Ces résultats ont d'importantes implications mécanistiques : même lorsque DARA élimine les cellules tumorales et les sous-populations immuno-régulatrices CD38-positives, le réseau métabolique adénosinergique reste substantiellement actif dans la MO. Ce microenvironnement d'ADO immunosuppresseur persistant pourrait atténuer la réponse immunitaire thérapeutique, favorisant le dysfonctionnement des lymphocytes T et une niche tolérogène qui promeut l'évasion immunitaire et la résistance à terme. L'étude fournit une justification biochimique pour combiner les anticorps dirigés contre CD38 avec des antagonistes de la voie de l'adénosine — tels que des bloqueurs des récepteurs A2A/A2B, des inhibiteurs de CD73 ou des inhibiteurs de l'ADA — afin de mobiliser pleinement l'immunité antitumorale.

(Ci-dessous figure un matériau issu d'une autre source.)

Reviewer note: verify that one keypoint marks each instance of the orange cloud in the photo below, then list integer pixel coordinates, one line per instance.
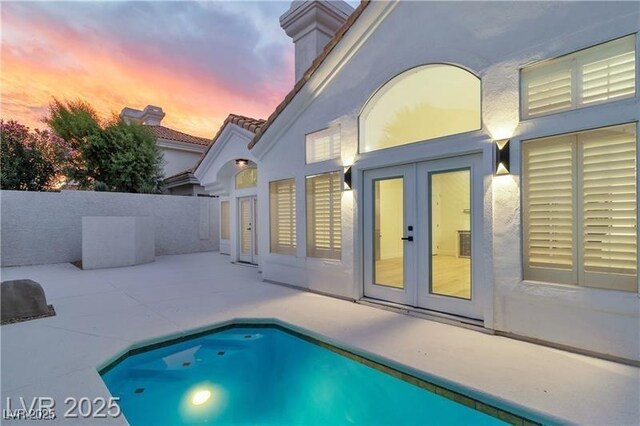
(57, 62)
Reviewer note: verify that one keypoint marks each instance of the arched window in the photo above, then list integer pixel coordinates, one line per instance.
(422, 103)
(247, 178)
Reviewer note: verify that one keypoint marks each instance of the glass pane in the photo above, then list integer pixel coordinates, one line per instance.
(255, 226)
(388, 247)
(423, 103)
(451, 233)
(245, 223)
(224, 220)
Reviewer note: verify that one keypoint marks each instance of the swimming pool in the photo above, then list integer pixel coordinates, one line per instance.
(269, 375)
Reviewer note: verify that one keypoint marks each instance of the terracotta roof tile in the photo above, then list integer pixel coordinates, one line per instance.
(312, 69)
(251, 124)
(162, 132)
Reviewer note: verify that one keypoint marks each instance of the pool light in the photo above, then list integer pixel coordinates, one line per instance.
(200, 396)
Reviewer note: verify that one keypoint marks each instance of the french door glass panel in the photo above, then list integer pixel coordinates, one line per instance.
(247, 241)
(388, 243)
(450, 245)
(245, 226)
(388, 232)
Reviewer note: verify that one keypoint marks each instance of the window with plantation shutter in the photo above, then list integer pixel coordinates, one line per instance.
(548, 89)
(598, 74)
(548, 209)
(324, 220)
(580, 208)
(609, 207)
(224, 220)
(323, 145)
(282, 205)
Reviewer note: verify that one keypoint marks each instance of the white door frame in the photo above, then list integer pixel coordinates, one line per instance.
(250, 257)
(405, 295)
(473, 308)
(417, 274)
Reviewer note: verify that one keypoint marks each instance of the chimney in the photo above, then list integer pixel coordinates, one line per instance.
(311, 24)
(150, 115)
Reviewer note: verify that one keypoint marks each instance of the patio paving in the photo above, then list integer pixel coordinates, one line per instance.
(100, 313)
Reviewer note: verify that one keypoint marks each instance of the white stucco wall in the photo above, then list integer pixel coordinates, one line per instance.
(217, 174)
(46, 227)
(177, 161)
(493, 40)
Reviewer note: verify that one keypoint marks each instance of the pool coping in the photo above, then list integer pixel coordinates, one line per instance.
(470, 397)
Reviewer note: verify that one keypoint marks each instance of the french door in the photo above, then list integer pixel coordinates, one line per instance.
(247, 232)
(420, 235)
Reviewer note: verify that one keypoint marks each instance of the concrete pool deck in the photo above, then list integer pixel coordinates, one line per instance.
(101, 313)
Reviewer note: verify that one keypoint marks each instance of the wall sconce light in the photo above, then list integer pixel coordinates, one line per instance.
(347, 179)
(502, 157)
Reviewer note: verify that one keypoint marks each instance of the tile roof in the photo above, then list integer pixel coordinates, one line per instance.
(251, 124)
(162, 132)
(312, 69)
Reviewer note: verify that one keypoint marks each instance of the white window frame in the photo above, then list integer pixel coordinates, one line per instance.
(573, 61)
(335, 250)
(275, 246)
(311, 140)
(577, 275)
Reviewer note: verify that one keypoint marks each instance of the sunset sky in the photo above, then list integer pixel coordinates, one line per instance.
(199, 61)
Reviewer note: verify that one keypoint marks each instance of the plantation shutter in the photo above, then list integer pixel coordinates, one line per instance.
(609, 207)
(283, 216)
(609, 74)
(548, 88)
(224, 220)
(324, 220)
(548, 202)
(580, 208)
(600, 73)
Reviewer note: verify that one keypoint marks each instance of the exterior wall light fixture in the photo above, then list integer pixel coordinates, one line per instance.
(502, 157)
(347, 179)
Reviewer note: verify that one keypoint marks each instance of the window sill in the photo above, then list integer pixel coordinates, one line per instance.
(574, 287)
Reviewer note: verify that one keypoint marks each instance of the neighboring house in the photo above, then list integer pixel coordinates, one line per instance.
(475, 161)
(180, 151)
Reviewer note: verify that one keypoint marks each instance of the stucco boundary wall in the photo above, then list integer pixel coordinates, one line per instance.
(46, 227)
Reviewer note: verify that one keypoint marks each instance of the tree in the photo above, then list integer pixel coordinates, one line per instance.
(124, 157)
(111, 156)
(31, 161)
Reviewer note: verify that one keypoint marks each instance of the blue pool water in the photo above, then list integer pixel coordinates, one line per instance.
(267, 376)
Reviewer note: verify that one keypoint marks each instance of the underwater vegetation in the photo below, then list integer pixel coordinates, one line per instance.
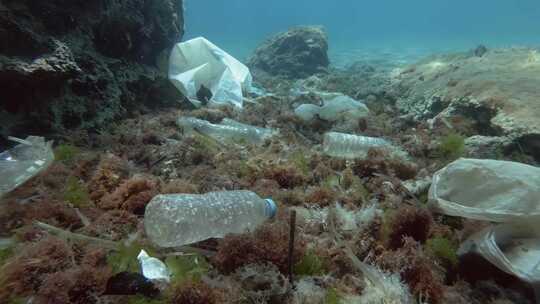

Ce travail se distingue par le fait qu'il relie la biochimie enzymatique in vitro à une métabolomique longitudinale in vivo chez de véritables patients atteints de MM, bien que la cohorte de patients soit restreinte et que l'étude n'ait pas été conçue pour corréler directement la dynamique de l'adénosine avec les critères cliniques de réponse ou de résistance.

Principales conclusions

  • Both DARA and ISA promoted NAD+ degradation and ADPR accumulation in MM cells in vitro, not enzymatic inhibition.
  • Bone marrow adenosine remained in the immunosuppressive micromolar range throughout daratumumab monotherapy.
  • Inosine progressively increased during treatment, reflecting adenosine deaminase activity rather than reduced adenosine production.
  • The BM-to-peripheral blood adenosine gradient gradually attenuated but did not normalize during therapy.
  • Microvesicles bearing CD38 may sustain adenosinergic activity even as surface CD38 declines on tumor cells.

Méthodologie

Le métabolisme du NAD+ in vitro a été évalué par HPLC dans des cellules primaires de myélome multiple (MM) et dans la lignée cellulaire LP-1 exposées à DARA ou ISA. In vivo, des échantillons appariés de moelle osseuse et de plasma sanguin périphérique, prélevés de manière longitudinale chez des patients atteints de MM en rechute ou réfractaire sous monothérapie DARA (16 mg/kg), ont été analysés pour mesurer les concentrations d'adénosine et d'inosine. Le phénotypage des microvésicules a été réalisé par centrifugation différentielle et cytométrie en flux à partir du plasma de moelle osseuse de sept patients.

Limites de l'étude

La cohorte de patients in vivo est restreinte (7 patients pour l'analyse des microvésicules) et l'étude ne permet pas d'établir de corrélation directe entre la dynamique de l'adénosine et la réponse clinique ou la progression de la maladie. L'essai de phase 1/2 en monothérapie par DARA n'était pas randomisé, ce qui limite les inférences causales. Par ailleurs, la contribution des cellules non-MM de la niche médullaire à la production totale d'adénosine n'a pas été pleinement élucidée.